Many people, particularly newcomers, are concerned that they don't "look steampunk." It is exactly those people for whom this website is built.  Steampunk costuming can be quite simple, once you find a starting point. For the basics, check out:

Then, you might add an accessory or two. Check out Accessories for Men and Women.

Do you look like someone who might live in an alternative Victorian Age, whether as a worker, aristocrat, professional, soldier, mechanic, explorer, pilot performer, scientist, etc? Then you're steampunk enough.

We're Not Made of Money

There are places in this website where I point out certain no-nos, such as tennis shoes. If you're trying for a complete look, you should have something other than tennis shoes (and I give plenty of suggestions).

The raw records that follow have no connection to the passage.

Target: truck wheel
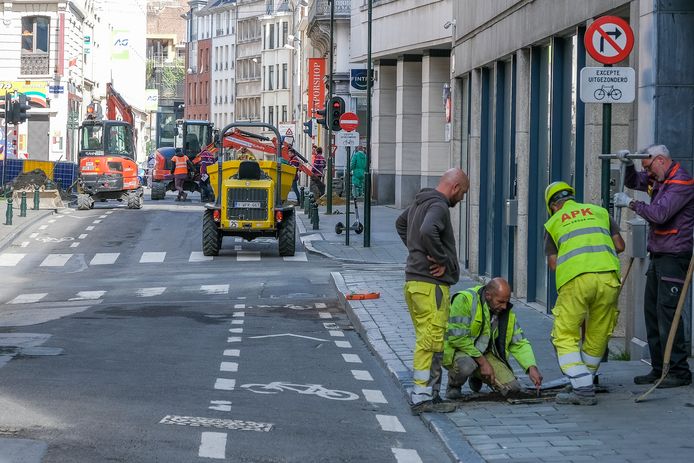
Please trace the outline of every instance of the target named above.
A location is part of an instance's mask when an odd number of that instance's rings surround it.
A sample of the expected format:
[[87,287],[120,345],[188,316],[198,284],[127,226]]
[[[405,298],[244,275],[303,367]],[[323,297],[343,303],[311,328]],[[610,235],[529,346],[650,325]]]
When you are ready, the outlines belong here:
[[152,193],[151,193],[151,198],[152,200],[156,201],[157,199],[164,199],[166,196],[166,185],[164,182],[152,182]]
[[218,256],[222,247],[222,234],[212,217],[212,211],[206,210],[202,216],[202,254]]
[[77,209],[80,211],[86,211],[94,207],[94,200],[91,196],[85,194],[77,195]]
[[296,216],[289,215],[280,228],[280,256],[293,256],[296,252]]
[[128,193],[128,209],[142,209],[142,196],[136,192]]

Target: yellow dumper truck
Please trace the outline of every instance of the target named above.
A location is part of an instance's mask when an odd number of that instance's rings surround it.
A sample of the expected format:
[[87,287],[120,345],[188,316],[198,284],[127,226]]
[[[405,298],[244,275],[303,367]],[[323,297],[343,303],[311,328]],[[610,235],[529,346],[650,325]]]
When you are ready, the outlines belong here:
[[[276,238],[280,256],[293,256],[296,247],[294,206],[287,204],[296,168],[283,164],[281,143],[275,142],[277,156],[273,161],[227,160],[225,136],[235,127],[262,127],[279,131],[261,122],[234,123],[224,127],[216,139],[218,161],[207,172],[216,201],[205,205],[202,220],[202,252],[219,255],[225,236],[239,236],[247,241],[258,237]],[[221,172],[221,175],[220,175]]]

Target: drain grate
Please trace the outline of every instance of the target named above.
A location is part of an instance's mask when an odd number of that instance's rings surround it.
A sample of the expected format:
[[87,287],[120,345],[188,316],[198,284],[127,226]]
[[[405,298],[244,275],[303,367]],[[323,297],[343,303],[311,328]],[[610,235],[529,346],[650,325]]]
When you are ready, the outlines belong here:
[[235,429],[238,431],[269,432],[272,423],[258,423],[244,420],[222,420],[218,418],[203,418],[199,416],[166,415],[159,424],[176,424],[178,426],[195,426],[202,428]]

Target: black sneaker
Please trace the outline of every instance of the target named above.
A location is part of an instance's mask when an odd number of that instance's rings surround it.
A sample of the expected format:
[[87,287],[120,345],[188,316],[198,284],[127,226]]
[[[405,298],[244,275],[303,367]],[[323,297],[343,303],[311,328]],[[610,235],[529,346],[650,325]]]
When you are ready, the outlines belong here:
[[562,405],[595,405],[598,399],[595,395],[579,395],[575,392],[560,392],[554,399],[554,402]]
[[482,390],[482,379],[476,376],[471,376],[467,380],[467,385],[470,386],[472,392],[480,392]]
[[658,389],[669,389],[671,387],[681,387],[689,386],[692,384],[691,376],[673,376],[668,374],[663,380],[658,384]]
[[458,406],[453,402],[447,402],[445,400],[434,402],[433,400],[427,400],[410,406],[410,412],[418,416],[422,413],[451,413],[454,412],[456,408],[458,408]]
[[463,398],[463,393],[460,392],[460,387],[448,387],[446,388],[446,399],[448,400],[460,400]]
[[662,372],[651,370],[647,375],[634,376],[634,384],[653,384],[658,379]]

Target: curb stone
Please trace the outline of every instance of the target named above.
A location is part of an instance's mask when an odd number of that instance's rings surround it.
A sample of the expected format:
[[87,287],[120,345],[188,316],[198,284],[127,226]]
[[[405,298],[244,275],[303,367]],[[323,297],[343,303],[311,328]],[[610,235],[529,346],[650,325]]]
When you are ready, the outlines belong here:
[[[395,352],[388,346],[383,339],[381,331],[376,322],[364,310],[364,305],[361,301],[348,301],[345,294],[349,292],[344,278],[339,272],[330,272],[333,286],[337,291],[340,305],[344,308],[345,313],[355,327],[355,330],[366,341],[369,349],[376,355],[376,358],[381,365],[390,373],[391,377],[400,385],[403,396],[409,400],[407,386],[412,382],[412,374],[409,369],[403,364]],[[368,326],[368,328],[367,328]],[[383,354],[392,360],[385,360]],[[429,430],[436,434],[443,443],[446,453],[456,463],[483,463],[485,460],[480,456],[464,436],[461,436],[460,431],[455,424],[447,417],[443,417],[436,413],[423,413],[420,415],[422,421],[427,425]],[[462,437],[462,438],[461,438]]]
[[43,219],[44,217],[55,214],[56,212],[57,209],[44,209],[43,211],[39,211],[36,214],[33,214],[30,219],[23,221],[21,225],[13,226],[0,224],[0,227],[12,227],[9,233],[0,239],[0,250],[5,249],[17,237],[17,235],[22,233],[24,230],[34,225],[36,222]]

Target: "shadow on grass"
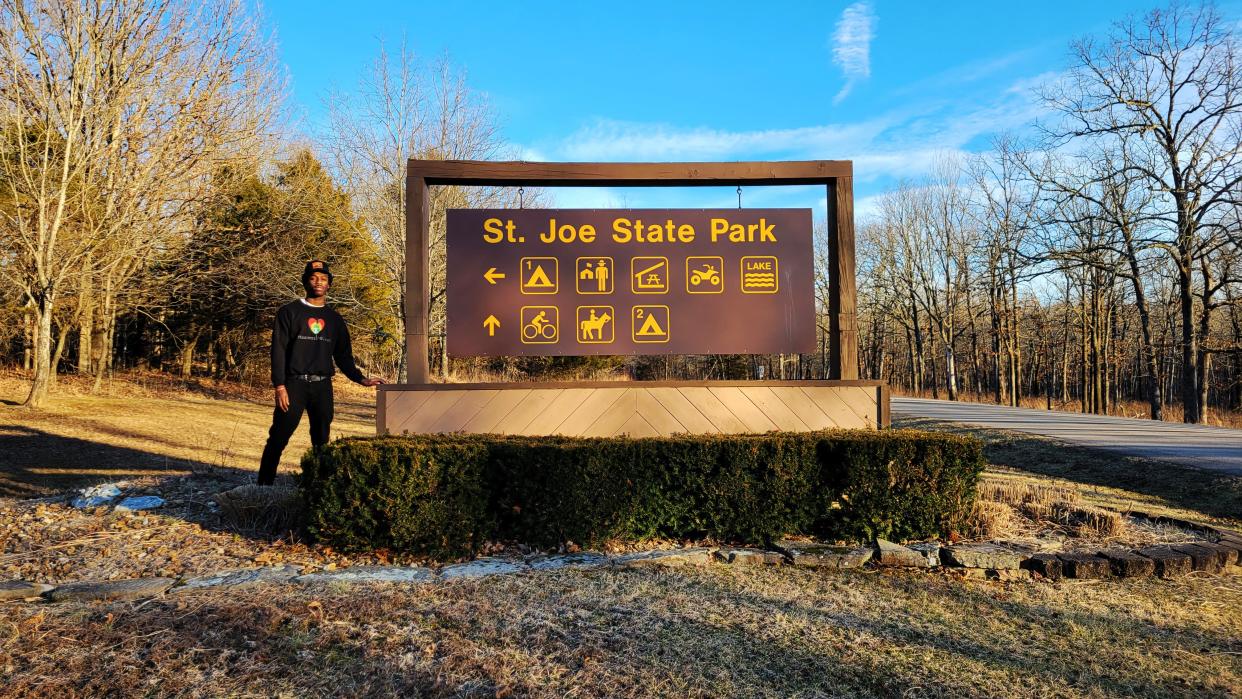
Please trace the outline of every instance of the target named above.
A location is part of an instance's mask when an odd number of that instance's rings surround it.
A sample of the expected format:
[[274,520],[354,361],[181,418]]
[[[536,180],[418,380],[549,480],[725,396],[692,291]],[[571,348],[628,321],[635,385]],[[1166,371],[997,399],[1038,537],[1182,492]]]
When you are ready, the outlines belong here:
[[134,476],[236,471],[21,425],[0,425],[0,496],[39,497]]
[[[106,430],[104,430],[106,432]],[[270,542],[289,535],[287,529],[255,528],[257,523],[229,521],[203,502],[206,494],[253,483],[256,470],[232,468],[202,461],[112,446],[42,430],[0,426],[0,497],[37,498],[66,490],[130,478],[158,478],[147,492],[166,500],[197,501],[161,507],[161,515],[196,524],[207,531],[228,532]],[[279,482],[296,483],[281,476]]]
[[[10,687],[13,696],[1224,697],[1236,678],[1236,639],[1145,620],[1124,611],[1125,594],[1123,611],[1096,613],[924,576],[771,575],[801,579],[631,570],[303,597],[193,593],[188,606],[49,615],[23,644],[28,660]],[[859,590],[877,604],[851,604]],[[105,652],[116,670],[95,672]]]
[[903,418],[895,422],[896,427],[978,436],[990,464],[1141,493],[1160,498],[1172,507],[1194,510],[1235,525],[1242,523],[1242,477],[943,420]]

That doesn't mean we're going to point and laugh if you show up with tennis shoes on. This is an inclusive, not exclusive, community. We have a wide range of ages in a wide range of economic situations. No one is expecting you to drop a bunch of money into this hobby. If tennis shoes are all you own, so be it. It's not the end of the world. But there really can be some cheap alternatives (some of which may already be in your closet).

Historical Inspirations

Steampunk looks to Victorian science-fiction writers for much of their inspiration. Examples include:

  • 20,000 Leagues under the Sea, Around the World in 80 Days, and Journey to the Center of the Earth by Jules Verne
  • The Lost World by Sir Arthur Conan Doyle (as well as many of his other Professor Challenger stories)
  • Frankenstein by Mary Shelley
  • The Time Machine, The Invisible Man, The Island of Doctor Moreau and War of the Worlds by H.G. Wells

Modern Examples

If you're looking for more visual references, there are many modern examples:

  • The League of Extraordinary Gentlemen (Both the movie or the graphic novel)
  • The War of the Worlds (2005) - while set in modern day, the heavy, clanking, screeching, smoke-producing alien tripods are a vision of steampunk
  • Wild Wild West (Both TV and movie versions)
  • Steamboy (anime)
  • Fullmetal Alchemist (anime)
  • The Prestige
  • The Golden Compass

Want a really accessible and cheap introduction? Read the free web comic Girl Genius.

Bustle with Stuffed AnimalsImagination and Creativity

Steampunk might be broken down into three components: history, science, and creativity. Many of us became attracted to steampunk precisely because there is so much flexibility in the style. It's a young and ever-changing genre. People are constantly generating new ideas, and we embrace those ideas.

At right, a woman's dress exposes the hoop skirt underneath, where she has humorously placed a variety of stuffed animals.  I think of her as the steampunk crazy cat lady.

So be creative. Don't hold back an idea out of fear that it won't fit some narrow and specific definition, because that's not generally how we work.